Roanoke County students help design future of Route 419
ROANOKE COUNTY (WSLS 10)-- Roanoke County is working to revamp the Tanglewood Mall area as part of the Reimagine 419 Project. Project leaders are looking for input from all community members, including one group that is rarely asked their opinion on such major topics-- high school students. Students at Roanoke County's Burton Center for Arts and Technology will be presenting their ideas for the future of Roanoke County at Wednesday night's planning workshop.
Armed with a giant map and color coded stickers, the students are able to recreate the Tanglewood Mall and Rt. 419 area. They're adding in new restaurants, green spaces and parks and new residential areas. The project manager says consulting with the students is a unique and important part of the planning-- as this is a space that will impact future generations.
"What we like is that collectively, we get a sense of what's important to them in their environment," says Steve Kearney, project manager of Stantec Urban Places Group. "Even though they're saying, 'We want a Starbucks,' we know the type of places they hang out and what they think is cool. That helps us understand how to design the first floor spaces in the building and how big the retail should be."

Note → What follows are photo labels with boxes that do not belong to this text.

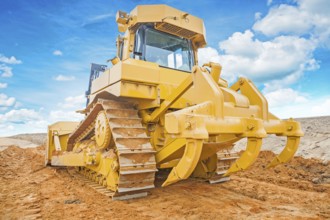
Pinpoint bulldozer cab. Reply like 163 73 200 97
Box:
133 24 195 72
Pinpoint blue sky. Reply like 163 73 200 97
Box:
0 0 330 136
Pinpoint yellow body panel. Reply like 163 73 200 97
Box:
46 5 303 191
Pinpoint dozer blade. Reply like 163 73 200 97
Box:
162 139 203 187
267 137 300 168
223 137 262 177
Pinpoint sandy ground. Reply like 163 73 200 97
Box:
0 117 330 219
0 147 330 219
235 116 330 161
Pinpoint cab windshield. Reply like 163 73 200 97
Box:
134 26 194 72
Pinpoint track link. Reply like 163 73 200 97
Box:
68 99 157 200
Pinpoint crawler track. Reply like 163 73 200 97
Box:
68 100 157 199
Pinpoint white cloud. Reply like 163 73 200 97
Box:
253 0 330 46
53 50 63 56
49 110 84 123
58 95 86 110
265 88 308 108
0 64 13 78
0 93 16 108
254 12 262 20
0 54 22 64
199 30 319 85
82 13 115 27
312 98 330 116
0 108 41 124
54 74 75 81
0 83 8 89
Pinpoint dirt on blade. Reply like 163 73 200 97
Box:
0 146 330 219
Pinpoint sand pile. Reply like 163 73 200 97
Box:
234 116 330 161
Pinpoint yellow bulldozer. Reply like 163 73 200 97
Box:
46 5 303 199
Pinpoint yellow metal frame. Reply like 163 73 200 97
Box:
46 5 303 189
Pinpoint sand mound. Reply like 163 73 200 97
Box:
0 147 330 220
0 133 46 151
234 116 330 161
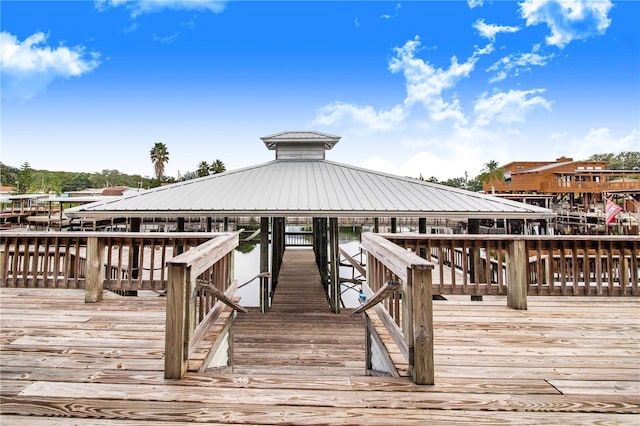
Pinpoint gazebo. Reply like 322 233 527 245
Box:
65 131 555 310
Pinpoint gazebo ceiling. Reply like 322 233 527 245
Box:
66 132 555 219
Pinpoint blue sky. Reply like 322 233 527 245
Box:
0 0 640 179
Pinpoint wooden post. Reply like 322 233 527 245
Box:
329 217 340 314
260 217 269 313
418 217 427 259
164 264 191 379
314 217 329 294
130 217 142 288
407 269 435 385
272 217 285 291
507 240 529 310
85 237 105 303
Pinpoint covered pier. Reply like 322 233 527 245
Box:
0 132 640 424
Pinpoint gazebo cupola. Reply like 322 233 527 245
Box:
260 131 340 160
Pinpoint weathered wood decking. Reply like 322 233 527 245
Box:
233 249 365 377
0 251 640 425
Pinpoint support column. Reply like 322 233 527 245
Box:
126 217 142 296
84 237 105 303
507 240 529 310
314 217 329 295
329 217 340 314
271 217 285 292
418 217 427 259
260 217 269 312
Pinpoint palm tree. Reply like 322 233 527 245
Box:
478 160 504 194
211 159 227 175
150 142 169 181
196 161 209 177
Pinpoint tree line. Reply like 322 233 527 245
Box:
0 142 640 194
0 142 226 194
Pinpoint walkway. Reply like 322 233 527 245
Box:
233 248 365 377
0 287 640 426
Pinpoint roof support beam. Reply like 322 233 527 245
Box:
329 217 340 314
260 217 269 313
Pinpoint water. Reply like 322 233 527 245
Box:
234 226 360 307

While many students make their suggestions based on the stores and restaurants they like to visit, others like Nick St. Pierre say they're making suggestions based on past experiences. Nick says visiting upgraded town centers in Richmond and Bethesda are giving him inspiration for the future of Roanoke County.
"Based off of what i've seen there, I can tell that Tanglewood is dilapidated and old," says the high school senior. "It can become [like the others] and bring together the Southwestern Roanoke community. It could have the potential to have the community engagement and intimate environment."
In just a few years, project designers hope the Tanglewood Mall area can become a community center-- with living spaces, restaurants and other shops, all in an area that is walkable for visitors. The upgrades led to a buzz of excitement in the classroom as students got to work, sharing their ideas and mapping out the future of this busy are of Roanoke County.
"I think they like the idea that people are asking what they think," says Susheela Shanta, the director of the engineering program at the Burton Center. "Typically, they don't get to provide input and that's the part that they are really enjoying about this."
The best ideas from these students will be presented to the community at Wednesday's design workshop, beginning at 6:30 p.m. at the Holiday Inn Tanglewood. These are ideas that students hope the community members and county planners pay attention to.
"Kids should step up and be active in their community," says Sarah Wilkin, a junior. "Even if it doesn't seem like it's applicable to them, it's important because the upcoming generations have great and new innovative ideas that can definitely be used."
Once this eight month study comes to an end in the spring, a master plan will be put in place. Kearney says the county will then work quickly to get the first phase of construction underway, proving to the community and future businesses the commitment to these changes.